Awash with insightful criticism about his call to President Obama regarding privacy, Mark Zuckerberg has had his communications people release a statement that the conversation was about security not privacy. Does this etymological shell game impress you?
Back to basics, Mr. Zuckerberg. “Security” in this context is a subset of privacy, or the fair information practices that have long stood the test of time for foundational information management. Scholars may slice and dice the concepts, but essentially they break down into four practices:
Notice: that information about an individual is being kept by the entity and that the individual is notified if it is disclosed. “Disclosed” includes data mining for anything more than technical operations; it most certainly includes the sale of data. Has Facebook informed you of sale of your data to advertisers? No, it fails on point one.
Ability to Correct the Record: most times this section is labeled “transparency” but overexposure and politicization of this word prompts me to go back to its original name and concept. Quite simply, it is the ability of the individual to see the information held by the entity and correct any “mistakes.” Originally, it derived from Fair Credit Reporting, in such instances as when names or identities were confused and, for example, a credit rating tanked because the entity had the wrong “John Smith.”
In this case, I will use my own situation. After the fall semester of “Culture, Law and Politics of the Internet” 2008 passed, I wanted to keep in touch with my students, so I fired up a Facebook account. Exhausted by the news feeds and in protest of the Facebook’s practice of switching privacy settings without notice to users (a practice that the F.T.C. later wrote into an agreement that Facebook could do it no longer), I closed my account. (Sorry, students! You can always email me!!!) But it turns out that Facebook still has all the information once held about me. They did not purge the account; they only blocked external access to it. Yet I do not have the ability or right to correct that record.
What if there are postings there that put me in a false light? Are defamatory? I would have to bring a full-fledged legal case to correct. That is not feasible. Nor, under these circumstances, is Facebook’s practice consistent with the “ability to correct the record” principle.

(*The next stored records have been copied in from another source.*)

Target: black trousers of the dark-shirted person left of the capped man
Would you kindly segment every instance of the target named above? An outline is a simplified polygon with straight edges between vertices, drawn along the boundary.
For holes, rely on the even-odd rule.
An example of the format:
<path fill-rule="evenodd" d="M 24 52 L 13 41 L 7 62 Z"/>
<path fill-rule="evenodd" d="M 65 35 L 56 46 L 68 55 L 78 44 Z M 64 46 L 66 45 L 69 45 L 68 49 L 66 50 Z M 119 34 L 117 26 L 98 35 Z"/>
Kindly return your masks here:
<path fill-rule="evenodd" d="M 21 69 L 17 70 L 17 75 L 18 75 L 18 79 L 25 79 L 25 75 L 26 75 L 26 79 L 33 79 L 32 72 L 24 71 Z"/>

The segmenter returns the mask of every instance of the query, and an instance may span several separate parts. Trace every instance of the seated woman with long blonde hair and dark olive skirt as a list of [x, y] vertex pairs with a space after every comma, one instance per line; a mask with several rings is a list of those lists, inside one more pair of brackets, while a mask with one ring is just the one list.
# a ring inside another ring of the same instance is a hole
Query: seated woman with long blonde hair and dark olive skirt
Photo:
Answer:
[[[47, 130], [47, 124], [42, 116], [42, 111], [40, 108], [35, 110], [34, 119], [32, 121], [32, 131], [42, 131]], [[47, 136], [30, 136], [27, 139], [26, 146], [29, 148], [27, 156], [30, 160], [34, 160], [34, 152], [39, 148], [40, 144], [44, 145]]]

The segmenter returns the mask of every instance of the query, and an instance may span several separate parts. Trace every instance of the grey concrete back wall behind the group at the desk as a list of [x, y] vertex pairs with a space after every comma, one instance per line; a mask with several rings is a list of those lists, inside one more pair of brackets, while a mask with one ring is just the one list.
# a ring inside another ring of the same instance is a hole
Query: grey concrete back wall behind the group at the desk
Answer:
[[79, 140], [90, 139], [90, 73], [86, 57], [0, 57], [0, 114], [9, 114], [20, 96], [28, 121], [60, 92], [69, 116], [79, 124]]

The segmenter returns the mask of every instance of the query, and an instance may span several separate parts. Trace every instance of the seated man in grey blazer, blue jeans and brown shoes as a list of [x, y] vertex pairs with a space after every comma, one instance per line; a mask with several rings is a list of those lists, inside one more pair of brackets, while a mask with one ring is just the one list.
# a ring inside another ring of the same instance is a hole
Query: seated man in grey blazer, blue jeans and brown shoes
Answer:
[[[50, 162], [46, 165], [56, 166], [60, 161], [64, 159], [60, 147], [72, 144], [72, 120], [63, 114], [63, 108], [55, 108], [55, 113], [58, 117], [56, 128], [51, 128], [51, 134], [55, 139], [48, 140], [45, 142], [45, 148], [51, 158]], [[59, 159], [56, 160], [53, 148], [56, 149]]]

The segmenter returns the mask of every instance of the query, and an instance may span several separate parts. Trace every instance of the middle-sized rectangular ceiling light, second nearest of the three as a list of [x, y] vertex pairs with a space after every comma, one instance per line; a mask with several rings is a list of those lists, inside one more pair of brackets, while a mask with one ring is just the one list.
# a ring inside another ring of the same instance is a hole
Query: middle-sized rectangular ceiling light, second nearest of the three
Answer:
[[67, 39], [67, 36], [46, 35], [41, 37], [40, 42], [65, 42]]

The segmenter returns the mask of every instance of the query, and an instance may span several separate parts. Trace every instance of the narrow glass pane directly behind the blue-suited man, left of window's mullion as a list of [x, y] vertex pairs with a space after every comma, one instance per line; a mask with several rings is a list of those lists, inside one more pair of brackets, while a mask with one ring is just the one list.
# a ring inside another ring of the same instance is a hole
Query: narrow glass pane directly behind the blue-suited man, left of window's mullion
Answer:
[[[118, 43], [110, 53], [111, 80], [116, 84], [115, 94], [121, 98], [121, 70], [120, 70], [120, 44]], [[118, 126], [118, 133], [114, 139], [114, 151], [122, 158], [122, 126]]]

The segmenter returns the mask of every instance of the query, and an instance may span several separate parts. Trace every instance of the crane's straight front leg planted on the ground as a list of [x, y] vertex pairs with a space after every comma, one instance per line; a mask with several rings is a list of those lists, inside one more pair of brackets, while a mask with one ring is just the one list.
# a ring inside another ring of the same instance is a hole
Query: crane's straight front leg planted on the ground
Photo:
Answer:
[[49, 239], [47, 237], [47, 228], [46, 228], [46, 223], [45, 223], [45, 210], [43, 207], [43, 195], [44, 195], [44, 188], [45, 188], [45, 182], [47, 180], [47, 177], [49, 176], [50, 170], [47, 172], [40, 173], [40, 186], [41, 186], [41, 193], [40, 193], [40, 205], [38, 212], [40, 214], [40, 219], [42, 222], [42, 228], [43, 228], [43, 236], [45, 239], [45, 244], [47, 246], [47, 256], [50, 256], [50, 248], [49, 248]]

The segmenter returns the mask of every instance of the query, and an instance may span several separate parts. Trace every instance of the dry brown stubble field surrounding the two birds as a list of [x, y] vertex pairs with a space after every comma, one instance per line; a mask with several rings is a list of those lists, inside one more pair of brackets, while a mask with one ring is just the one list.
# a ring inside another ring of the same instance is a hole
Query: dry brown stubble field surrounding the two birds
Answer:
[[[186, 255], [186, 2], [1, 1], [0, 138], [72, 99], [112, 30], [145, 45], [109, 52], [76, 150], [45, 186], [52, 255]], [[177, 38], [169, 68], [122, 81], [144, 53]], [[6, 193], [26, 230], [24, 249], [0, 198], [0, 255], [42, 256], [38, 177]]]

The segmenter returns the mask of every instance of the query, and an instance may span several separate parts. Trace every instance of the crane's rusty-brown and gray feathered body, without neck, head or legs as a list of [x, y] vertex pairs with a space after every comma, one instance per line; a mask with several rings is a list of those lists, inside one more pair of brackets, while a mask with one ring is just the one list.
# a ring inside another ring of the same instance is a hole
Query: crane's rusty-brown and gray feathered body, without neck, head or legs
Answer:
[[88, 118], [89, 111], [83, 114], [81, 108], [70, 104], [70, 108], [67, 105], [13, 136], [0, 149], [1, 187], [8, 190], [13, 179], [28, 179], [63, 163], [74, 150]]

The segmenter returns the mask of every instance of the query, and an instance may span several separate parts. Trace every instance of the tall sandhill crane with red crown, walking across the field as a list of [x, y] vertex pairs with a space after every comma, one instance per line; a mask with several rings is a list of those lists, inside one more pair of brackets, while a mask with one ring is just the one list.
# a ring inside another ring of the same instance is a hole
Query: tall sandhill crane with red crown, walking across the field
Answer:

Security: Ah, now we come to the heart of the matter. Security, meaning the administrative, logical and physical rules and technical safeguards to keep the information confidential, with appropriate access controls and with full integrity, is one of the foundational privacy practices. But it in and of itself is not, does not equal, and should not be thought of as synonymous with privacy.
Taking Facebook’s communication’s team at their word, I imagine Mr. Zuckerberg, a brilliant coder to be sure, taking the President’s time to talk about safeguards? I doubt it. That explanation speaks to damage control, camouflage and disingenuousness. How ignorant does he think people are about these issues? Billions of dollars in corporate valuation, not to mention his own bank account, suggests he might not be entirely wrong on that one. But the times may be a-changing … and the pushback over this little brouhaha is an indication that there may come a day when it might be otherwise.